Lamine Yamal Ditunjuk Jadi Salah Satu Kapten Barcelona
Lamine Yamal Ditunjuk Jadi Salah Satu Kapten Barcelona
Berita Liga Spanyol: Barcelona telah menetapkan struktur kapten tim untuk musim 2026/27, di mana Lamine Yamal membuat lompatan besar dengan masuk ke dalam kelompok pemimpin tim meskipun usianya baru 19 tahun.
Menurut Mundo Deportivo, Hansi Flick berperan penting dalam menentukan hierarki baru ini setelah kepergian Marc-Andre ter Stegen dan Ronald Araujo mengharuskan Barcelona melakukan perombakan.
Pelatih asal Jerman tersebut awalnya menunjuk Raphinha, Pedri, dan Eric Garcia sebagai kapten sementara sebelum skuad menyelesaikan proses pemungutan suara internal.
Kini, Raphinha dan Pedri masing-masing akan menjabat sebagai kapten pertama dan kedua Barcelona.

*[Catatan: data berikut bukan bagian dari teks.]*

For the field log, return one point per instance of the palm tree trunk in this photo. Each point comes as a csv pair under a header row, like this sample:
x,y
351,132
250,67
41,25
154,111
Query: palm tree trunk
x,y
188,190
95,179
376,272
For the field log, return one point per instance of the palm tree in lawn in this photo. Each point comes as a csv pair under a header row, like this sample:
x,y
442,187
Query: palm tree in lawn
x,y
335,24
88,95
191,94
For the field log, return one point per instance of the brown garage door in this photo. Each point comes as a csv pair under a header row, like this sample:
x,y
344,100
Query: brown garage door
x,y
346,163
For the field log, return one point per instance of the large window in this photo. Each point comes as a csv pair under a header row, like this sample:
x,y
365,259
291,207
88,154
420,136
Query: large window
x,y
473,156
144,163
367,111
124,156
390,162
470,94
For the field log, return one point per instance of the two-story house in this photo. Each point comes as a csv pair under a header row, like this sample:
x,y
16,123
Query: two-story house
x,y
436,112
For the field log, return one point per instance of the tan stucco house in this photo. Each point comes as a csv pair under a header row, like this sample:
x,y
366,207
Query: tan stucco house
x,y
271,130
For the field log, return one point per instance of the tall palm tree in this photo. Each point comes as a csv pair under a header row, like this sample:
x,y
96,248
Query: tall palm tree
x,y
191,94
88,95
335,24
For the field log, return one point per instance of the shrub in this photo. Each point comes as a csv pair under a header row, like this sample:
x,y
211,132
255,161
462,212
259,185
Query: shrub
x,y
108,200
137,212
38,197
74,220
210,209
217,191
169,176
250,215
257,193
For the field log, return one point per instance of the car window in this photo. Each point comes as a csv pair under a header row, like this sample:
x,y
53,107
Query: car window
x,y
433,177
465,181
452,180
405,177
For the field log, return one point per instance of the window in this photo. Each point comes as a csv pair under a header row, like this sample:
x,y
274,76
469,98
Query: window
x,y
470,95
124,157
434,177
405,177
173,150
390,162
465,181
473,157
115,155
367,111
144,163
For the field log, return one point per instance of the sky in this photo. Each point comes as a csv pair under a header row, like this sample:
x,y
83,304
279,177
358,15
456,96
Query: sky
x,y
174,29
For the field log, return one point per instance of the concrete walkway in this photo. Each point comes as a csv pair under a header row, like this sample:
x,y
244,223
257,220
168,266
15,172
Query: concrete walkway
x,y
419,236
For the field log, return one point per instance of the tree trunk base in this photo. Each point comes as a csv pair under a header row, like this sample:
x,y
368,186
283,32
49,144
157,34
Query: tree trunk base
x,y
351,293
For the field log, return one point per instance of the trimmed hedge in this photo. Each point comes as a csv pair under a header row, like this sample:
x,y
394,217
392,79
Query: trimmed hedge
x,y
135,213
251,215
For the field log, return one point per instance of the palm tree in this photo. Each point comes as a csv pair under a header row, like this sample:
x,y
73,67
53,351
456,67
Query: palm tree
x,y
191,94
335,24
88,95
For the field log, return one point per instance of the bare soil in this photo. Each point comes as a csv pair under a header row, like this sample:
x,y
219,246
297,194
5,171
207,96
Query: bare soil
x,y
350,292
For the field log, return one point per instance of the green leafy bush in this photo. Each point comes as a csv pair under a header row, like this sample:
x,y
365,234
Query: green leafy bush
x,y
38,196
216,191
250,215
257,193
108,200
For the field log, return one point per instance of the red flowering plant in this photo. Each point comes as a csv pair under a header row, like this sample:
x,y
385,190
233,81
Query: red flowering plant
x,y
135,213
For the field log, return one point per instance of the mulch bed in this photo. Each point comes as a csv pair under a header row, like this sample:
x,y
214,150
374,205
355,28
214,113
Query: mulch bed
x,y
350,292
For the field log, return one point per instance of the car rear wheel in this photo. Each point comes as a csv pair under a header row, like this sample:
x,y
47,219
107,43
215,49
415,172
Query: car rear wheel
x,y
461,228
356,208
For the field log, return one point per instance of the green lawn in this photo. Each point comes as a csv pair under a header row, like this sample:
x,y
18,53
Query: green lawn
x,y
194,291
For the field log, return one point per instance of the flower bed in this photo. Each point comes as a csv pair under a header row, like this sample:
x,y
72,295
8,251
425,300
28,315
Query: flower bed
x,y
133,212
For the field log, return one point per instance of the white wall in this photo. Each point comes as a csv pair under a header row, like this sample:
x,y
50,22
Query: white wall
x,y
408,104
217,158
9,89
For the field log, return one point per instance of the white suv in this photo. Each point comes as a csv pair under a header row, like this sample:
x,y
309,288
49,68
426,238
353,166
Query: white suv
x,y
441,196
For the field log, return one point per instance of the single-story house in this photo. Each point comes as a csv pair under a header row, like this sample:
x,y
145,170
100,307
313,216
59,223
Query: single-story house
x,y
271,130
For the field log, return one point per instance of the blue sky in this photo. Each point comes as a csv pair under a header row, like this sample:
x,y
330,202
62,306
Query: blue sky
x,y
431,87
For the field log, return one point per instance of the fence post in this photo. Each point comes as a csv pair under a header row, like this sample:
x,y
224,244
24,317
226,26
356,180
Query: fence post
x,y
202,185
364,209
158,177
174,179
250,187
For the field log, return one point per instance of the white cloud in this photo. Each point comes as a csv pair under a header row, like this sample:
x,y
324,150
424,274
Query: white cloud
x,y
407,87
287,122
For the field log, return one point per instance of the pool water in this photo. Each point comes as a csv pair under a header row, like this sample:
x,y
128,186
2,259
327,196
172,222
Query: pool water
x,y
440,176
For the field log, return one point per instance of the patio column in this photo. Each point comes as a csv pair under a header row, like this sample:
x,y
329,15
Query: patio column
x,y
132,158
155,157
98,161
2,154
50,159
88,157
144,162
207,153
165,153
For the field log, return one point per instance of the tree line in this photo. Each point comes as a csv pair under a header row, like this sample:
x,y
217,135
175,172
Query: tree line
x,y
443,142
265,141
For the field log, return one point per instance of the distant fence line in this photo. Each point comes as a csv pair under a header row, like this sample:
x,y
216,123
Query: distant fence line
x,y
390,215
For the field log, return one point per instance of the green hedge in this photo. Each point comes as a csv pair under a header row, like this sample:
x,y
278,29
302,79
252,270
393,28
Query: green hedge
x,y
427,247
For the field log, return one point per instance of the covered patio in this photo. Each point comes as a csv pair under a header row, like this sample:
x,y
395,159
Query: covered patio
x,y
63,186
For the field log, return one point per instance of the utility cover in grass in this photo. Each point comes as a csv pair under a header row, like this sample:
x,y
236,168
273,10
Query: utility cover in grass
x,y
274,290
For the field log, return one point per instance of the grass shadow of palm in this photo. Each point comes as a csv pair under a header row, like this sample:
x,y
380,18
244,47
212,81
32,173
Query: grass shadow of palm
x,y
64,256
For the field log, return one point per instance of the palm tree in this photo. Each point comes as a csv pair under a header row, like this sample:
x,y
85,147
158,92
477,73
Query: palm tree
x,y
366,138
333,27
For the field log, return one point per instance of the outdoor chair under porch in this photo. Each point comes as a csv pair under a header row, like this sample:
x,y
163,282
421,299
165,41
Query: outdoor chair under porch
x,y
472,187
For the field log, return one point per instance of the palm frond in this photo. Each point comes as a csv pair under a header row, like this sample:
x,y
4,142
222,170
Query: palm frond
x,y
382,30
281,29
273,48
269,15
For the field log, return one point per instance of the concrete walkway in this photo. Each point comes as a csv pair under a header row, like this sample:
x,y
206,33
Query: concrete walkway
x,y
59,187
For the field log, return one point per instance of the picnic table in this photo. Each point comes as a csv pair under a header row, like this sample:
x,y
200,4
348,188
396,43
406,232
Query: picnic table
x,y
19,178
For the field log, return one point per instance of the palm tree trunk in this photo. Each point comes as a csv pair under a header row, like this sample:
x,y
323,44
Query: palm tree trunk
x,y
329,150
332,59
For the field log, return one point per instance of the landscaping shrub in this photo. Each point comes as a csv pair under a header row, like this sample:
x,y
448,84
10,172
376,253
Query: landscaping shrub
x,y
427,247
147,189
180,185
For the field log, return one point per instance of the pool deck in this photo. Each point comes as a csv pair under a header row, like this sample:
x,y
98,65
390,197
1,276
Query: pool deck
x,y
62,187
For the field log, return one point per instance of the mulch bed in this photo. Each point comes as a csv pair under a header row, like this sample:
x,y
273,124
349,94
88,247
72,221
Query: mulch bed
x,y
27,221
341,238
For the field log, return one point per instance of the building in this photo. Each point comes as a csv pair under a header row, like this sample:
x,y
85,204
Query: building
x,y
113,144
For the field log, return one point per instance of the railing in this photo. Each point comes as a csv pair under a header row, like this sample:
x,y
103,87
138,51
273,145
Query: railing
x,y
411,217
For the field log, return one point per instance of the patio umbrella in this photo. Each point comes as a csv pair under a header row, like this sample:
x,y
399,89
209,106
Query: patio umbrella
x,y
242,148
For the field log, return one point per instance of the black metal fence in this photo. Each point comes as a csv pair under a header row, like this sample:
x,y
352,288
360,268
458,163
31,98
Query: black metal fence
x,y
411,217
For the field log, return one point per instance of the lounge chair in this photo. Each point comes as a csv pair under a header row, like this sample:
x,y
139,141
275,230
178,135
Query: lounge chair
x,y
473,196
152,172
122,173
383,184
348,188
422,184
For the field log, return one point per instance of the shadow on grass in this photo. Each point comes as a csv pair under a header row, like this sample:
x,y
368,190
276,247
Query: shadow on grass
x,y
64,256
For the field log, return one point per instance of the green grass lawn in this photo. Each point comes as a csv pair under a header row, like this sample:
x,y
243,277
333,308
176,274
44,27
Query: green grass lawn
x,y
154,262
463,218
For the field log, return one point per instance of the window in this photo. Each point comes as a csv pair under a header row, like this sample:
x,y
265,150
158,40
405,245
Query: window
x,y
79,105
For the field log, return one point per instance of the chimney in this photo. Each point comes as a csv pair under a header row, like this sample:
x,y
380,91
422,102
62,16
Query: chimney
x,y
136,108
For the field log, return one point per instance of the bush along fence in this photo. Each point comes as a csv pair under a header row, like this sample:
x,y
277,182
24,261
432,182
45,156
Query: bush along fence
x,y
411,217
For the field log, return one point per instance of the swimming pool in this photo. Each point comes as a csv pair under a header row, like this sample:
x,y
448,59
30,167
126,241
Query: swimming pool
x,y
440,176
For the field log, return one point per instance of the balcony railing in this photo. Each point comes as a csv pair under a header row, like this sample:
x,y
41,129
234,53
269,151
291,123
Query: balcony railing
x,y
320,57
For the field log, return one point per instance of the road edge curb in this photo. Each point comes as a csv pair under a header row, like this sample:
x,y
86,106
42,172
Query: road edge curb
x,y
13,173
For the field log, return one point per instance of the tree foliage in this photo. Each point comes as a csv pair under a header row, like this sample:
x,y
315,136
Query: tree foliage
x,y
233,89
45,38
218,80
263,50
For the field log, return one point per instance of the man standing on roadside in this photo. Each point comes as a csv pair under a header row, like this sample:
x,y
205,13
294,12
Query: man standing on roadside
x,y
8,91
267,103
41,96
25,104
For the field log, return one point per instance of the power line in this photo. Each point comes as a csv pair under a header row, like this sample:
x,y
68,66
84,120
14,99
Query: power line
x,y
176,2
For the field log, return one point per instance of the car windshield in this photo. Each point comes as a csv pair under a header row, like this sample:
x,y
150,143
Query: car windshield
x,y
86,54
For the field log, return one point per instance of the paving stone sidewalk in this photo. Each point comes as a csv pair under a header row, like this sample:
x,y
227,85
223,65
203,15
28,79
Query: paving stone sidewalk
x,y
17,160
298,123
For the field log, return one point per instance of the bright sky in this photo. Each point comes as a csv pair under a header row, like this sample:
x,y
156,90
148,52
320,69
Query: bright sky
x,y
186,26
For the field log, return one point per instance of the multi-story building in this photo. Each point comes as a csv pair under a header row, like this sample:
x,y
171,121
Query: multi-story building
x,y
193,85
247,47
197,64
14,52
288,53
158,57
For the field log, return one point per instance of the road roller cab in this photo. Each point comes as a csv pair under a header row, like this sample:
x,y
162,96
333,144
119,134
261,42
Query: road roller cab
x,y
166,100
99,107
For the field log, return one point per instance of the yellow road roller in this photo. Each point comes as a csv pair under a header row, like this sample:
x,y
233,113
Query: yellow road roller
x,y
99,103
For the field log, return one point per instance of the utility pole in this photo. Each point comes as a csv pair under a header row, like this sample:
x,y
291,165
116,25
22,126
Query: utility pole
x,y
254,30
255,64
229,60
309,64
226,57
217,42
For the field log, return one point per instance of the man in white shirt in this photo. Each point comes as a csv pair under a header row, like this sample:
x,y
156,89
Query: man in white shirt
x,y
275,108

Tiga posisi sisanya ditentukan melalui pemungutan suara di antara para pemain, dengan Eric Garcia, Frenkie de Jong, dan Lamine Yamal terpilih untuk mengisi posisi tersebut.
Flick telah menyatakan pilihannya dengan jelas sebelum laga Joan Gamper Trophy, dengan menunjuk Raphinha, Pedri, dan Eric Garcia sebagai kelompok pemimpin sementara sembari menunggu penyusunan akhir skuad.
Akun resmi Barcelona kemudian mengonfirmasi bahwa keputusan akhir akan diambil setelah skuad terbentuk sepenuhnya dan para pemain dapat memberikan suara mereka.
Sang pelatih pada akhirnya tetap mempertahankan Raphinha dan Pedri sebagai dua kapten pertama, sementara skuad memilih Garcia, De Jong, dan Yamal untuk posisi-posisi lainnya.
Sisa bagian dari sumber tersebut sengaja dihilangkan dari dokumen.